The Seattle Times op/ed page (of all places) neatly highlights American Liberalism at work, lauding two local government proposals for increased disaster preparedness. [“Levees to lahar, disaster preparation.”]

King County Executive Ron Sims has proposed a new countywide flood-control district that would raise about $335 million ($15 to $30 a year on a $300,000 home) to pay for repairs and extensions to the county’s many levees. Meanwhile, the small town of Orting, which sits on lahar debris in the shadow of Mount Rainier, is proposing a new bridge across the Carbon River at a cost of as much as $12 million, to speed evacuation in the inevitable event of another major mudslide.

As the Times succinctly points out:

We live in a region with the potential of natural disasters that can be exacerbated by inadequate infrastructure.

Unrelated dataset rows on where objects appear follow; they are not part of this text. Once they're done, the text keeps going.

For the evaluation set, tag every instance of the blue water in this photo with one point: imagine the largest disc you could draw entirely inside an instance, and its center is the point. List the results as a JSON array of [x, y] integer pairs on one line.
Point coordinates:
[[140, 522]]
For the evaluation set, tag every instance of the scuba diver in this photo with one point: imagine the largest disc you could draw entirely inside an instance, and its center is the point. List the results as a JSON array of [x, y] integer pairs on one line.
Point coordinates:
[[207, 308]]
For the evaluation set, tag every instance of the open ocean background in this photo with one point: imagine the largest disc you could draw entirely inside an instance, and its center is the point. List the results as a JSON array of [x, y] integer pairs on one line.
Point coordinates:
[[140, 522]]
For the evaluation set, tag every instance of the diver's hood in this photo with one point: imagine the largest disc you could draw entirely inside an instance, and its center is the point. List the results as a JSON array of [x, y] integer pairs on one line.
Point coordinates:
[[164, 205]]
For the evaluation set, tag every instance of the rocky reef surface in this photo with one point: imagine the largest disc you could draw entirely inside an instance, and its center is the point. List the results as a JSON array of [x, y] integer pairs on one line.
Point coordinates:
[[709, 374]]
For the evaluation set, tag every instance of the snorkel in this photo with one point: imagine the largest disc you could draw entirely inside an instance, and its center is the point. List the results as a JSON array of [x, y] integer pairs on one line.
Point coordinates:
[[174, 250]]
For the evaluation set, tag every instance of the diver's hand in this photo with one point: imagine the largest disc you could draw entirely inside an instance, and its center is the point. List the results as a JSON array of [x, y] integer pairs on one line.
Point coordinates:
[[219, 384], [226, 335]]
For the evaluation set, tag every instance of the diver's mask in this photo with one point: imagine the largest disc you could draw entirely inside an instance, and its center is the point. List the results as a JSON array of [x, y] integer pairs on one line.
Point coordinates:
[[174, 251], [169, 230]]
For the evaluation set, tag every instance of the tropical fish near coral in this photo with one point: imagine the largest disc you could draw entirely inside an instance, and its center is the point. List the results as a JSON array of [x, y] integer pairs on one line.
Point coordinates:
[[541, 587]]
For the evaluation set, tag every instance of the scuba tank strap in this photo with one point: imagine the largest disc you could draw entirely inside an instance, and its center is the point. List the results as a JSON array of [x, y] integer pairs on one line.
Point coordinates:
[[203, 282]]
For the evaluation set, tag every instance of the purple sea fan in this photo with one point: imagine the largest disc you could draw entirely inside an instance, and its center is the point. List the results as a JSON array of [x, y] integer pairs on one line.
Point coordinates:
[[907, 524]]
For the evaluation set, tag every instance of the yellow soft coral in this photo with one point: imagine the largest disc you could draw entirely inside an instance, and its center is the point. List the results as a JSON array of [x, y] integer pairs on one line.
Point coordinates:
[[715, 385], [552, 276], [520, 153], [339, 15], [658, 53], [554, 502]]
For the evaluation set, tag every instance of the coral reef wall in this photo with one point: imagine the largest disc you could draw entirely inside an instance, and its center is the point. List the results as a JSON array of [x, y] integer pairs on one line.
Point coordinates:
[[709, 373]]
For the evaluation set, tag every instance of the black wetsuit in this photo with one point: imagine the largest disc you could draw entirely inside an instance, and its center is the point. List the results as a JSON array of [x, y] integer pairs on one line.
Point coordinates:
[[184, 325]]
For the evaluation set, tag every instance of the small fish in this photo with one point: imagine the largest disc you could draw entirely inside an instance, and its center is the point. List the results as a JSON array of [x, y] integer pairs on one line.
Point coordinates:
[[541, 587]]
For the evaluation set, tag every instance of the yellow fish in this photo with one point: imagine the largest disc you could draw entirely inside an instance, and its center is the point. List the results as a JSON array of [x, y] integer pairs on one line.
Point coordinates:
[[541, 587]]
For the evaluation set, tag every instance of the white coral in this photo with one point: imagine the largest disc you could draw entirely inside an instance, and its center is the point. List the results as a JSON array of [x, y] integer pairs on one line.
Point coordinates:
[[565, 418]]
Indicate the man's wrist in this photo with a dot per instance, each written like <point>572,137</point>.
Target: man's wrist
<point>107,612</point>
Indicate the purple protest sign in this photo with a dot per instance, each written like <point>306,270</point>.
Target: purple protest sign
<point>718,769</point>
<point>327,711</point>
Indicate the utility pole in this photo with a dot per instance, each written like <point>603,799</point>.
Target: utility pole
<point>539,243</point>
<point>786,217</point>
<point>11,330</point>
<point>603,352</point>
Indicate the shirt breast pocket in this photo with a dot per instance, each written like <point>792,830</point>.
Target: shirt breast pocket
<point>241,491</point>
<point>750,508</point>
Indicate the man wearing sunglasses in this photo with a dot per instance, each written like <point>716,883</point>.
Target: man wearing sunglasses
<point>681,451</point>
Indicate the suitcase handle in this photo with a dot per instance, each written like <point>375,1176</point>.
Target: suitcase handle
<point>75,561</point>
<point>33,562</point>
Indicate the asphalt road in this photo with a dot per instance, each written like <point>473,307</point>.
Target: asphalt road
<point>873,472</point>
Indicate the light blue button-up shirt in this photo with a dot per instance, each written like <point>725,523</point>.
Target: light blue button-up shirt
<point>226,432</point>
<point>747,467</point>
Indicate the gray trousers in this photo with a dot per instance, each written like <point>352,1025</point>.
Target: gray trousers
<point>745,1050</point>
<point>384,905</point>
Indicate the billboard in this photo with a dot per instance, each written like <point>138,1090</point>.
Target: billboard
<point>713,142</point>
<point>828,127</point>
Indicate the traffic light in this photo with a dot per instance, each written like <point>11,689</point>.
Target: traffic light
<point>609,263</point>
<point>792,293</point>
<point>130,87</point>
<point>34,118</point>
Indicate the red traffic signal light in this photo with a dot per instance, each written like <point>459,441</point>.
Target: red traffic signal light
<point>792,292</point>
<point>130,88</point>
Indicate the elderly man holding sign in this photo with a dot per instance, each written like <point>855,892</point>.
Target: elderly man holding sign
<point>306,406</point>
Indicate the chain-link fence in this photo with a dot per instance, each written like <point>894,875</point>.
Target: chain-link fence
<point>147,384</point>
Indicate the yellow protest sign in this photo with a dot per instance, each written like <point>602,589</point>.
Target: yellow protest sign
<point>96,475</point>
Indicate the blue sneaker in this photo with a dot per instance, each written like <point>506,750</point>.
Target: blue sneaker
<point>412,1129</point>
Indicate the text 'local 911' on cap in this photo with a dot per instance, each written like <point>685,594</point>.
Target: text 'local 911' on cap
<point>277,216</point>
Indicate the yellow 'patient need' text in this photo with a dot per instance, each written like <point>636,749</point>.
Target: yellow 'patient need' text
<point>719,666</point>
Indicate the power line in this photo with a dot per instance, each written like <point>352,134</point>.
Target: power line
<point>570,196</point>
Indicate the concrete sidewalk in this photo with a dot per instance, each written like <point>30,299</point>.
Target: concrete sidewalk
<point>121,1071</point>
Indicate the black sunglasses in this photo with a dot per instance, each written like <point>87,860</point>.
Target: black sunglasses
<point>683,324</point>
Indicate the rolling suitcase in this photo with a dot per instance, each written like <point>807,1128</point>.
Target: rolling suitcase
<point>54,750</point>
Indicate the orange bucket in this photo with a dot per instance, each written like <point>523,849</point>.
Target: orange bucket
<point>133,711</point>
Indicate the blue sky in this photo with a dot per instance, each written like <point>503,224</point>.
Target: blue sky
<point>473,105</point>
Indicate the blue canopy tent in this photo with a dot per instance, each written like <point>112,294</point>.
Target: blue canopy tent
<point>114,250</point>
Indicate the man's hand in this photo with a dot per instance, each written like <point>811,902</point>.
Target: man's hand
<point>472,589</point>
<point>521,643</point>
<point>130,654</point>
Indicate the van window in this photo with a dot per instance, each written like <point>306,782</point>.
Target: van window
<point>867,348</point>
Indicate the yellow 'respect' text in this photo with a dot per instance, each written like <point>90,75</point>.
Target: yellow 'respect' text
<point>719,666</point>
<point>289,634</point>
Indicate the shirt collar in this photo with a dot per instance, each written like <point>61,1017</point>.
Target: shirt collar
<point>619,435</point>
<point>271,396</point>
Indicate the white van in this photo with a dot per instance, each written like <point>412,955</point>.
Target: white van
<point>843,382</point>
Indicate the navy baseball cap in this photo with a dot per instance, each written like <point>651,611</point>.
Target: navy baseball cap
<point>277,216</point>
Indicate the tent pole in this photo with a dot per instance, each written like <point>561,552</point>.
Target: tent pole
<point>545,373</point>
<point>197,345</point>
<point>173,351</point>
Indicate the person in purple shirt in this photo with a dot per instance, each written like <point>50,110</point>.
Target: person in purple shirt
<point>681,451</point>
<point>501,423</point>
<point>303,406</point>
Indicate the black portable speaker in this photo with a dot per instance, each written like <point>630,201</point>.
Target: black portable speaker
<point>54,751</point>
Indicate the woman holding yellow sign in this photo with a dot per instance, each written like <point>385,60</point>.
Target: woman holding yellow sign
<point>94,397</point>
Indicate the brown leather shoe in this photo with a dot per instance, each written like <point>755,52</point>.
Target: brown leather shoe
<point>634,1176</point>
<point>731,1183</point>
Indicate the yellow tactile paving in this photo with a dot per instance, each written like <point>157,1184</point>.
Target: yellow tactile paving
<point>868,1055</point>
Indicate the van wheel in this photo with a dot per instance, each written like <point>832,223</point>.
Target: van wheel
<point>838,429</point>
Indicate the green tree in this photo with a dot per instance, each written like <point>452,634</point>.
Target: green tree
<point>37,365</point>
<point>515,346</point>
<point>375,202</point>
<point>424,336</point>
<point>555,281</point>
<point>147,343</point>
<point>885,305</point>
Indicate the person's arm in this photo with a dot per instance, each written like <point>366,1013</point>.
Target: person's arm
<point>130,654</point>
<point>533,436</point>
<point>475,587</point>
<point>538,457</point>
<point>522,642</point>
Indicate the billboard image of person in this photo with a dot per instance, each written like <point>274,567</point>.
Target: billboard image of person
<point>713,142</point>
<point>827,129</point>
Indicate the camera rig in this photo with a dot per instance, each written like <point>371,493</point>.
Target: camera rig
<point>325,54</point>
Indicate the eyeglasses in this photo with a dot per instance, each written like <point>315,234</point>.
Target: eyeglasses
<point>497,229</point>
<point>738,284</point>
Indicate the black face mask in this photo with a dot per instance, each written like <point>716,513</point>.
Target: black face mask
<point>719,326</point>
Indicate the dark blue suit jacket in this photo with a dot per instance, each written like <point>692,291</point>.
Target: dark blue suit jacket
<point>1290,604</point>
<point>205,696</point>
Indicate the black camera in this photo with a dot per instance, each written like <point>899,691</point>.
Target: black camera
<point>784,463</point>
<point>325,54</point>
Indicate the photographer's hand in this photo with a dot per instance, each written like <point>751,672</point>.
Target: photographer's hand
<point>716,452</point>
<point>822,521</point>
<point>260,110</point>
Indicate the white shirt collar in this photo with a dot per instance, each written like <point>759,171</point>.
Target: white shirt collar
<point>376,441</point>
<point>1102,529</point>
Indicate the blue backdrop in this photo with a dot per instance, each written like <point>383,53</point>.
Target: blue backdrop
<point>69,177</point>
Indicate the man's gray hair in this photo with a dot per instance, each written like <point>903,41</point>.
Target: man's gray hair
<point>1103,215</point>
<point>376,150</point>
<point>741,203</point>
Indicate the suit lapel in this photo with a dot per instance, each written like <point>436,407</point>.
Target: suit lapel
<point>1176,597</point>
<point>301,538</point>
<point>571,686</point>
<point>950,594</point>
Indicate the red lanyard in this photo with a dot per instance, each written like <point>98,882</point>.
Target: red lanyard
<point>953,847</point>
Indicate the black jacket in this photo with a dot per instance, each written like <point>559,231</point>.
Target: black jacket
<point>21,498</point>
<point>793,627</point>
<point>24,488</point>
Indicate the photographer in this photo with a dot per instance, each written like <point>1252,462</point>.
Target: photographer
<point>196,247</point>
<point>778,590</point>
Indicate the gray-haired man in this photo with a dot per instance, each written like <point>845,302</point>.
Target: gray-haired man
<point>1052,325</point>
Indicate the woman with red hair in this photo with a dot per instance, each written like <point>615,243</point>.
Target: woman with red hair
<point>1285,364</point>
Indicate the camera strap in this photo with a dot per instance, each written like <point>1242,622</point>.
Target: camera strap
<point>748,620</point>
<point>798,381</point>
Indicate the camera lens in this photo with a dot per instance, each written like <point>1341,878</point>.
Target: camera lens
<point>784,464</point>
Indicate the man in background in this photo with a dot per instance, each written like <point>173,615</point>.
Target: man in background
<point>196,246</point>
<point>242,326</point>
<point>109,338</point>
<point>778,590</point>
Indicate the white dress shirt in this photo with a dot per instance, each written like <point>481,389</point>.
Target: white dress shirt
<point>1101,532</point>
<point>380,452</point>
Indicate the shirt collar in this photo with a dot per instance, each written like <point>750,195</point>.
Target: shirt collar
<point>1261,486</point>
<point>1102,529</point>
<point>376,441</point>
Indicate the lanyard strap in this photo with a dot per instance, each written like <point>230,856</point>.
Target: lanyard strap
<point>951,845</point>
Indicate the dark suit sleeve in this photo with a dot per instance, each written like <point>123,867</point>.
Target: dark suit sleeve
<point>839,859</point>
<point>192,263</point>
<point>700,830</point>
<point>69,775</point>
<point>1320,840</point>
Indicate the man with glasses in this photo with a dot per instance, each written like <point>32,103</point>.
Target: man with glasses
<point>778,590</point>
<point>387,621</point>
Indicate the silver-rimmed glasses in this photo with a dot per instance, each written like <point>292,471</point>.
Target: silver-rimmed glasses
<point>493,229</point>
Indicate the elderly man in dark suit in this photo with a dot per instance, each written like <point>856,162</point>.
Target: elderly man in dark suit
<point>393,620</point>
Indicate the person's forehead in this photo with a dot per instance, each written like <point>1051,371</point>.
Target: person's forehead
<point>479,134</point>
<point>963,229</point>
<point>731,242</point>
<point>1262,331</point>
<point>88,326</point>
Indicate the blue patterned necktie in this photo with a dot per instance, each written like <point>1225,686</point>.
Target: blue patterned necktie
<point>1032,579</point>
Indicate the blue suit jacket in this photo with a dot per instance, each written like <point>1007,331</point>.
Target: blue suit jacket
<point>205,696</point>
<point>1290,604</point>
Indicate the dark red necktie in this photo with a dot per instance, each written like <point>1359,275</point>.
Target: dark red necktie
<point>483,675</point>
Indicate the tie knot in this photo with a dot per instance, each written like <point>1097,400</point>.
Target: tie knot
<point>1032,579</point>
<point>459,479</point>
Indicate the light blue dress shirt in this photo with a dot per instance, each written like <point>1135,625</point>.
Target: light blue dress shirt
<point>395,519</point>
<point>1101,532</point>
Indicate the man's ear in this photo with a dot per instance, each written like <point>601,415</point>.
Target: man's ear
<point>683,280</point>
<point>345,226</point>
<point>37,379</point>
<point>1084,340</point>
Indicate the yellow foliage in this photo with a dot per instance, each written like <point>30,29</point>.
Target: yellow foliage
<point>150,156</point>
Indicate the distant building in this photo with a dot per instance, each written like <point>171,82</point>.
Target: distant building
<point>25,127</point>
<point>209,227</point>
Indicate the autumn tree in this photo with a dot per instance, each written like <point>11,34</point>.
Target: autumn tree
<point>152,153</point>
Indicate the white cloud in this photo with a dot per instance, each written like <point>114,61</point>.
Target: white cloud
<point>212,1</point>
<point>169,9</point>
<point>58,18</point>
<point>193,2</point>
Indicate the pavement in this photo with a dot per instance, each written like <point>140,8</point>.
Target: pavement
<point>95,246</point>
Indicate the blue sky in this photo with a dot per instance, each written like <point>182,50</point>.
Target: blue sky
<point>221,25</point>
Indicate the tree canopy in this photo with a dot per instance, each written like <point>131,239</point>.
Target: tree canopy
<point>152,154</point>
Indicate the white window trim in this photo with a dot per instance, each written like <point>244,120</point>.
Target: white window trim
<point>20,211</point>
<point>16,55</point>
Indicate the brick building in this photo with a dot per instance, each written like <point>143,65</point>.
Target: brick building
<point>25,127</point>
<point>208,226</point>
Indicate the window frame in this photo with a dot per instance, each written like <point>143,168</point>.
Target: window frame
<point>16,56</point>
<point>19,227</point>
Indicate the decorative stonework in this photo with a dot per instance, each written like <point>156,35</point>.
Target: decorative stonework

It makes sense to invest in safeguards now instead of paying for widespread destruction later. New Orleans taught us that.

We hear a lot from the right about the sanctity of the free market and the inherent inefficiencies of government, but there are some necessary public investments like education and safety that are simply outside the realm of the free market. No private corporation could make a reasonable return on adequately educating the children of the poor. No financial calculus could justify the private investment of $12 million in saving several hundred school children from a lahar that may be centuries away.

And yet most of us recognize that these are investments that must be made… that spending tax dollars protecting homes and businesses from inevitable floods both saves lives and prevents huge losses to our economy as a whole. Most of us recognize that this is a proper role for government, and thus most of us implicitly accept the basic ideological tenets of modern American Liberalism.

There is certainly a legitimate debate to be had over the proper size and scope of government, but while neo-cons and theo-cons have spent the better part of the past three decades denigrating the word “liberal” and vilifying those who would take its label, all but the most wacked-out, extremist nutjobs (that’s you, Grover Nordquist) accept that government regulation and public investment plays a necessary role in our modern democracy and economy. Indeed, when Alaska Senator Ted Stevens publicly argues the case for his infamous “bridge to nowhere” he appeals to the core principles of Liberalism, however cynically.

Liberalism was our nation’s overwhelmingly dominant political philosophy throughout the period in which America grew into the greatest economic, military and political power in the history of the world. It was Liberalism that guided us out of the Great Depression and through World War II, the Cold War, and the collapse of the Soviet Union. It was Liberalism that desegregated the South, irrigated the desert, and (for better or for worse) built the interstate highway system.

No ideology has all the answers and all can be pushed absurdly to the extreme, so sure, I recognize the need for there to be a balance between our nation’s liberal and conservative impulses. Yet even in the face of a proto-fascist administration that seeks in the name of God and national security to break the shackles of our Constitution by extending its tentacles into every aspect of our private lives, I remain a steadfast believer in the power of an activist, principled government to better the lives of all its citizens.

That is why despite the inherent inadequacy of political labels, I continue to proudly identify myself as a “liberal.”

Just thought you might want to know.